When fuels are burned to produce heat, and the heat is used to produce mechanical power, the efficiency is limited by the requirement that the overall entropy change caused by the heat transfers must not be negative. The most efficient engine possible is one operating reversibly between a hot temperature T and a cold temperature T'. Heat Q is absorbed at T, heat Q' is rejected at T', and the difference Q - Q' is available as work (ordered energy). The entropy principle requires that Q/T - Q'/T' = 0 if the engine is perfect, so the thermal efficiency is ç = T/(T - T'), which is always less than unity if T' > 0.
In respiration, we are not limited by this condition, and can extract all the free energy if we do it reversibly. The reactions of respiration cannot be reversible, because they must be spontaneous.
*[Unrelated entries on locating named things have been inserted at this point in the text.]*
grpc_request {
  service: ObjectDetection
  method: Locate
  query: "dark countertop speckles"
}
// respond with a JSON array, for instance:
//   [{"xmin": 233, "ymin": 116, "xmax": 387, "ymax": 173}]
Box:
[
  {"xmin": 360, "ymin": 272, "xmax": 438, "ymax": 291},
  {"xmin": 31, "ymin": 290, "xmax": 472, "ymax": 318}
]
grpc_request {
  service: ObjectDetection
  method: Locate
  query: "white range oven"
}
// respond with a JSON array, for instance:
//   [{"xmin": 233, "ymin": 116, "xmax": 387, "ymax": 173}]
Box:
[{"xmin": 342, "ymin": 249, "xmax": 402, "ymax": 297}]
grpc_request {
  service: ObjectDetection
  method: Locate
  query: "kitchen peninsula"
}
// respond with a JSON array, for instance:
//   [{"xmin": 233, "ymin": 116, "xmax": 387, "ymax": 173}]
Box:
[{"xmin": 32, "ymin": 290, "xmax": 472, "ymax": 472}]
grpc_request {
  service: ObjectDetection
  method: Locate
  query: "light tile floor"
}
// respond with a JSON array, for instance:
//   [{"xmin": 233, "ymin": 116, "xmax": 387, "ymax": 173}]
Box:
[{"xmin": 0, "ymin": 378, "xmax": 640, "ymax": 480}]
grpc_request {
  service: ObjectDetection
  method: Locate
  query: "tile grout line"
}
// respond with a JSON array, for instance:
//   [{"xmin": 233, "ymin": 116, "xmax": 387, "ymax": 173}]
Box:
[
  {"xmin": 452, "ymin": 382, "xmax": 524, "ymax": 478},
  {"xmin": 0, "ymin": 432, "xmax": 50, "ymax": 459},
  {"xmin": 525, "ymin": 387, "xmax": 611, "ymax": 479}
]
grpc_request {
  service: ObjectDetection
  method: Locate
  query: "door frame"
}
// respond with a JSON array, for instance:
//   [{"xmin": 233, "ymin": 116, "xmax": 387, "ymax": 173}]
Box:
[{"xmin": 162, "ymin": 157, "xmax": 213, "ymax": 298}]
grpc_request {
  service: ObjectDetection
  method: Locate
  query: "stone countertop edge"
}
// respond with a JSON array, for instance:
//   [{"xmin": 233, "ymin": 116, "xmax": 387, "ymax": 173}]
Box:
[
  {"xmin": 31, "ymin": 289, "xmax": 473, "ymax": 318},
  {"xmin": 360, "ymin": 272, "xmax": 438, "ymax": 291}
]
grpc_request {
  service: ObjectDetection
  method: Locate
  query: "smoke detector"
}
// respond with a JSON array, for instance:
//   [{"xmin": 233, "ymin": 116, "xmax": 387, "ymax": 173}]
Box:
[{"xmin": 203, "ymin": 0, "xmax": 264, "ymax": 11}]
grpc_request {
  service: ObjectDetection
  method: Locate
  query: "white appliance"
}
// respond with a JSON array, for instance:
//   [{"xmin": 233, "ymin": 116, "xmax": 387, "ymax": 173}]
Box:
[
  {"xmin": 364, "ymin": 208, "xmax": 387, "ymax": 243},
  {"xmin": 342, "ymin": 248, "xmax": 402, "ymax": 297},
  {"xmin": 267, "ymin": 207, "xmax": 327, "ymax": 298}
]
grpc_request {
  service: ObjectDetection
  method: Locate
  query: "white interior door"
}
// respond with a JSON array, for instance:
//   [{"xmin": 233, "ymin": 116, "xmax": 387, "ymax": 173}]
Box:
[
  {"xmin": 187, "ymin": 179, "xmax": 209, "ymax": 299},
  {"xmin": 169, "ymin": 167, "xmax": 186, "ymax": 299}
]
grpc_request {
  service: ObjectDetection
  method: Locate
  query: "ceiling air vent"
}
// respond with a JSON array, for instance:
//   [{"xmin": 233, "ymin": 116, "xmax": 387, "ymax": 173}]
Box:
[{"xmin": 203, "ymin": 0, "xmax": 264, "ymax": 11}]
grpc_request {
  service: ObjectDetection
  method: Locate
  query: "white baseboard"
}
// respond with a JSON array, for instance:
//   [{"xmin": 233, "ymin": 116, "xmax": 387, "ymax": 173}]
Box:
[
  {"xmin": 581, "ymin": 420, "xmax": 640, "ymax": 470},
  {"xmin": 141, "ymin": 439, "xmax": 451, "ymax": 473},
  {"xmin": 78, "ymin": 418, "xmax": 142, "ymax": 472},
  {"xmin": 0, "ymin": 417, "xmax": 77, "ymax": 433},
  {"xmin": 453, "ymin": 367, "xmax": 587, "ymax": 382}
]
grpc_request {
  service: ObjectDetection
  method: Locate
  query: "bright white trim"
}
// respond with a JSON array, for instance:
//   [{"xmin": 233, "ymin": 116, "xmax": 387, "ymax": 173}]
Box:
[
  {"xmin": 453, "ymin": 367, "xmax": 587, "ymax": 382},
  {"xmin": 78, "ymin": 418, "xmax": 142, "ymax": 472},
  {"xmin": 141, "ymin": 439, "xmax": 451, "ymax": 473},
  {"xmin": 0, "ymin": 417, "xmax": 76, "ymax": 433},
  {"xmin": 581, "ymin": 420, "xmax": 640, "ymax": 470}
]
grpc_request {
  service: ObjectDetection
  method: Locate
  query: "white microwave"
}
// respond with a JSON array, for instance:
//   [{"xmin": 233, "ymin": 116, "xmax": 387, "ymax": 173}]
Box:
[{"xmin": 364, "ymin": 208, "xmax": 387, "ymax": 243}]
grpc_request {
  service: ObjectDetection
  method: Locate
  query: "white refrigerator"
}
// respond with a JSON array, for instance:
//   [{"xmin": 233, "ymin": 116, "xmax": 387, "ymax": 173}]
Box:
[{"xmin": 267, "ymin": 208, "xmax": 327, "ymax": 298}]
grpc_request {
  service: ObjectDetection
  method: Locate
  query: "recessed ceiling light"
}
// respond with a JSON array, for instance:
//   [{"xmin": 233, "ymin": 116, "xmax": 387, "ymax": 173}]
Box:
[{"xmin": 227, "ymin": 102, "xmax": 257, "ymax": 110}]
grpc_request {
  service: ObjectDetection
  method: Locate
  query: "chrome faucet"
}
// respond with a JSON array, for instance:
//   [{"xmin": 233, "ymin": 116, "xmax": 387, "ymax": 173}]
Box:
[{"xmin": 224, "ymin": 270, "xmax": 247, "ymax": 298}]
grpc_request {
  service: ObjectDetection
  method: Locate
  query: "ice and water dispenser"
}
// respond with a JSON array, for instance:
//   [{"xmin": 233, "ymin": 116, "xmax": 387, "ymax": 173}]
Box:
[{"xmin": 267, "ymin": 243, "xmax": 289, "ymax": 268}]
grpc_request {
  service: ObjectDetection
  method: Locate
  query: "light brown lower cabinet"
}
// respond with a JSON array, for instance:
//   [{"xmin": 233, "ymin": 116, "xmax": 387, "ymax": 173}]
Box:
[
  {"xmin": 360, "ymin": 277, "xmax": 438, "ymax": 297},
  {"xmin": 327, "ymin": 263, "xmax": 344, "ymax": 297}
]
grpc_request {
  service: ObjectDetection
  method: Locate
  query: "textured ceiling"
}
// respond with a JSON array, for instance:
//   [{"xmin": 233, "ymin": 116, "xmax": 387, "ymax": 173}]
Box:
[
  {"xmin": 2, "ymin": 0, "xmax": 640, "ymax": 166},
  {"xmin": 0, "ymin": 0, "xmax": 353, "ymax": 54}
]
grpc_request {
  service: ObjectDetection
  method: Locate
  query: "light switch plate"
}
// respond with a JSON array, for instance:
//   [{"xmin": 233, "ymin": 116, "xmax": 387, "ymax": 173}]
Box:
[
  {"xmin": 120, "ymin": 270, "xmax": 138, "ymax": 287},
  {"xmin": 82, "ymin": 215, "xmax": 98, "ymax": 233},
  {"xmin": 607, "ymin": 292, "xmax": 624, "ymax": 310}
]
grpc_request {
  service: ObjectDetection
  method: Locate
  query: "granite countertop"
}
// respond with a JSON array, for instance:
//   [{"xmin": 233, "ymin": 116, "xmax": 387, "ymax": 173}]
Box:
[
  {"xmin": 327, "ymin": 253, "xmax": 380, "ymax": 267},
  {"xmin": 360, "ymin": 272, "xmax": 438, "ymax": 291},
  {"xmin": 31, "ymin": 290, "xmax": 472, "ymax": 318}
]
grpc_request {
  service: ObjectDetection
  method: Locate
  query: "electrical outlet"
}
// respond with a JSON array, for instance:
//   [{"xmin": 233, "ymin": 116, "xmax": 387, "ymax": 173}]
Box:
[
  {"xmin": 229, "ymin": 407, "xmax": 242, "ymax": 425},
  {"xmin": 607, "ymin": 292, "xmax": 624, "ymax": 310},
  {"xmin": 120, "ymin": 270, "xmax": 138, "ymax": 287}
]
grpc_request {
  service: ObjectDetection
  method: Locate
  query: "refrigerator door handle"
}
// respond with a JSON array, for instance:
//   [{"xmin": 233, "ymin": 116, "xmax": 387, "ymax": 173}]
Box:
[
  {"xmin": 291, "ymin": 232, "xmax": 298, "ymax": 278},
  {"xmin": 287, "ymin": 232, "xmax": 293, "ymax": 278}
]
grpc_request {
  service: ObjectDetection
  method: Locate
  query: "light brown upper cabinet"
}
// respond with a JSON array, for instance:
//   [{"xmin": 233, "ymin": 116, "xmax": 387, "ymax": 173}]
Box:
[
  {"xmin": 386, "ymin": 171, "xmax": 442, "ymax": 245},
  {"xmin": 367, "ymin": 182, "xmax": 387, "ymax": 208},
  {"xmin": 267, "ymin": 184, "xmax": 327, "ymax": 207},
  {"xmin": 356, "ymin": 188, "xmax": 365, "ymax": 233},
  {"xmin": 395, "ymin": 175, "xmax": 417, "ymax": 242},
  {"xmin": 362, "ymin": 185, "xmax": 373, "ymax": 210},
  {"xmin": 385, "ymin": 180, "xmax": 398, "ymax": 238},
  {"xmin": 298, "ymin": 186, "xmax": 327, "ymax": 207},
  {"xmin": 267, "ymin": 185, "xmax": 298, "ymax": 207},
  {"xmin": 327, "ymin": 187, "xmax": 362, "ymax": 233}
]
Body warmth represents an irreversibility as well. This increase in entropy causes a decrease in the free energy F = U - TS, so not all the free energy in food can be realized. Nevertheless, respiration is very efficient, and this efficiency means that it must be broken up into a long chain of small steps. This chain has the same end effect as burning in air, but is extremely involved.
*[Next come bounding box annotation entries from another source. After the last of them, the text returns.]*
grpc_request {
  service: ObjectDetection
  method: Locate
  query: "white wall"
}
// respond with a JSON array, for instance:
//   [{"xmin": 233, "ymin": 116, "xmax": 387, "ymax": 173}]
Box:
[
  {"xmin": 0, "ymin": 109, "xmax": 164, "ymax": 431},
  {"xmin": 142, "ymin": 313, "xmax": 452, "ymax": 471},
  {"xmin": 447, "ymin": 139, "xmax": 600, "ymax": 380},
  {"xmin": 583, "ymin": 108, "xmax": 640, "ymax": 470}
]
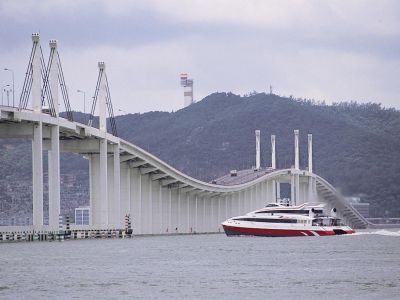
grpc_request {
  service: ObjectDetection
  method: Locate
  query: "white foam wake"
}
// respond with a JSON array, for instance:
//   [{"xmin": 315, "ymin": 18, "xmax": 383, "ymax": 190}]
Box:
[{"xmin": 353, "ymin": 229, "xmax": 400, "ymax": 237}]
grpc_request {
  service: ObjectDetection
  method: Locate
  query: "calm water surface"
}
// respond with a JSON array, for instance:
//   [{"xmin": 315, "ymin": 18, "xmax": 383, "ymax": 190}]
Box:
[{"xmin": 0, "ymin": 231, "xmax": 400, "ymax": 299}]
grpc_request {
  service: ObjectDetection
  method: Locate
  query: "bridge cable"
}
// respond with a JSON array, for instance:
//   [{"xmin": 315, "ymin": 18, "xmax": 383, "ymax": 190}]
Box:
[
  {"xmin": 18, "ymin": 42, "xmax": 37, "ymax": 110},
  {"xmin": 57, "ymin": 51, "xmax": 74, "ymax": 122},
  {"xmin": 40, "ymin": 47, "xmax": 57, "ymax": 117},
  {"xmin": 104, "ymin": 74, "xmax": 118, "ymax": 136},
  {"xmin": 88, "ymin": 69, "xmax": 103, "ymax": 127}
]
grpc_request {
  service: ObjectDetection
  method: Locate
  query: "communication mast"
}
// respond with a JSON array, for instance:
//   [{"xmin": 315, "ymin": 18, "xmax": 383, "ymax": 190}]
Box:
[{"xmin": 181, "ymin": 73, "xmax": 193, "ymax": 107}]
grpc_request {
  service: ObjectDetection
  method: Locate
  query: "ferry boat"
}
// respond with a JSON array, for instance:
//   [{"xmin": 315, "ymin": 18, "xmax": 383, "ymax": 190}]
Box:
[{"xmin": 222, "ymin": 203, "xmax": 355, "ymax": 237}]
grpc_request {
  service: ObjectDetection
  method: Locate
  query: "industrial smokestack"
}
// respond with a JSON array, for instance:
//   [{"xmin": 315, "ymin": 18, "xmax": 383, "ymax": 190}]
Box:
[
  {"xmin": 308, "ymin": 134, "xmax": 312, "ymax": 173},
  {"xmin": 181, "ymin": 73, "xmax": 193, "ymax": 107},
  {"xmin": 294, "ymin": 129, "xmax": 300, "ymax": 170},
  {"xmin": 271, "ymin": 135, "xmax": 276, "ymax": 169},
  {"xmin": 256, "ymin": 130, "xmax": 261, "ymax": 170}
]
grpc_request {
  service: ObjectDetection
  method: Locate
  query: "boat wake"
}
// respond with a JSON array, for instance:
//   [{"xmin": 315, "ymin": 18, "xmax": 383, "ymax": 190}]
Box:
[{"xmin": 352, "ymin": 229, "xmax": 400, "ymax": 237}]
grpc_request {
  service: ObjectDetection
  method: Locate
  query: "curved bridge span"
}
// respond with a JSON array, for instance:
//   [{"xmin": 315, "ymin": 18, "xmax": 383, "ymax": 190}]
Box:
[
  {"xmin": 0, "ymin": 34, "xmax": 370, "ymax": 234},
  {"xmin": 0, "ymin": 107, "xmax": 369, "ymax": 234}
]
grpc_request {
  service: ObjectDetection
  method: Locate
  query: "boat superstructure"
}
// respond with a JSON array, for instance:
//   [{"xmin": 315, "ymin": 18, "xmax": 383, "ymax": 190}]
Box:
[{"xmin": 222, "ymin": 203, "xmax": 355, "ymax": 236}]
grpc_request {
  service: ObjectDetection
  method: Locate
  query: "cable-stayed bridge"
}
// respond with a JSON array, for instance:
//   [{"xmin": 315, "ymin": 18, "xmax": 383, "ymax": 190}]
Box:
[{"xmin": 0, "ymin": 34, "xmax": 370, "ymax": 238}]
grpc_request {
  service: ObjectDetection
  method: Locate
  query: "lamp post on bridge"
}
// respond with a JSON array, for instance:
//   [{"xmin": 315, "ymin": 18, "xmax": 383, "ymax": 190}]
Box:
[
  {"xmin": 4, "ymin": 68, "xmax": 15, "ymax": 107},
  {"xmin": 77, "ymin": 90, "xmax": 86, "ymax": 124},
  {"xmin": 1, "ymin": 84, "xmax": 10, "ymax": 105}
]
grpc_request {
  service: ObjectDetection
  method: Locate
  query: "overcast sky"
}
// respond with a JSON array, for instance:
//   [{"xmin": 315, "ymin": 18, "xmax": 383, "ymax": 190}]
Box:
[{"xmin": 0, "ymin": 0, "xmax": 400, "ymax": 114}]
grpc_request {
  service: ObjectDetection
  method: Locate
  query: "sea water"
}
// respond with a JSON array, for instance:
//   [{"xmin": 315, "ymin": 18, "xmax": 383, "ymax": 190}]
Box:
[{"xmin": 0, "ymin": 230, "xmax": 400, "ymax": 299}]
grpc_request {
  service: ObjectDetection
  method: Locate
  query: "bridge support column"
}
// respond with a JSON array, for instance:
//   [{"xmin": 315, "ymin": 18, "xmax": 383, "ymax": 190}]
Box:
[
  {"xmin": 130, "ymin": 168, "xmax": 143, "ymax": 234},
  {"xmin": 32, "ymin": 122, "xmax": 43, "ymax": 229},
  {"xmin": 119, "ymin": 163, "xmax": 131, "ymax": 226},
  {"xmin": 290, "ymin": 174, "xmax": 296, "ymax": 205},
  {"xmin": 107, "ymin": 145, "xmax": 120, "ymax": 228},
  {"xmin": 89, "ymin": 154, "xmax": 100, "ymax": 226},
  {"xmin": 48, "ymin": 125, "xmax": 60, "ymax": 230},
  {"xmin": 98, "ymin": 139, "xmax": 108, "ymax": 228}
]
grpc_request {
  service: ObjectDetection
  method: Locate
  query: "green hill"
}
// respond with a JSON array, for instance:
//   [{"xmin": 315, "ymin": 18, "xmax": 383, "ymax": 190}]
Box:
[{"xmin": 0, "ymin": 93, "xmax": 400, "ymax": 220}]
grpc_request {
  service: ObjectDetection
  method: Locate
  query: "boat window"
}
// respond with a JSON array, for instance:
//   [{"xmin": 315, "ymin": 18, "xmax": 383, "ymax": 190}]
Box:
[
  {"xmin": 235, "ymin": 218, "xmax": 297, "ymax": 223},
  {"xmin": 256, "ymin": 209, "xmax": 309, "ymax": 216}
]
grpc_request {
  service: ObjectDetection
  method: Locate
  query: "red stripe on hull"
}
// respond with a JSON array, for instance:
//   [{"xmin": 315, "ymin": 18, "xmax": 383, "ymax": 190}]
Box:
[{"xmin": 222, "ymin": 225, "xmax": 336, "ymax": 236}]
Nutrients can usefully be assigned to three classes. Fats are esters of fatty acids, carboxylic acids with long hydrocarbon chains, and alcohols. Esters with glycerol produce triglycerides, since glycerol has three OH groups. The hydrocarbon chains may be saturated, monounsaturated or polyunsaturated, and so are the fats they make. Fats are as close to fuels like petroleum as they can get, and provide 9.3 kcal/gm of energy. Fats are insoluble, and so can be stored safely in the body for times of need. The second class is protein, made up of 20 different kinds of amino acids. Amino acids have the COOH (carboxyl) group on one end, and the NH2 (amide) group on the other. A carboxyl on one acid and an amide group on another can fuse to make a peptide link, and proteins are long chains of amino acids. Most proteins are catalysts for reactions, or enzymes. The amino acids contain nitrogen and sulphur, making up a tool kit for the reactions of life. Protein supplies 4.1 kcal/g when it is burned, and the leftover N and S are very valuable. A kilocalorie, kcal or Cal, is the heat required to warm 1 kg (1 litre) of water by 1 °C. It is the usual calorie in diet books.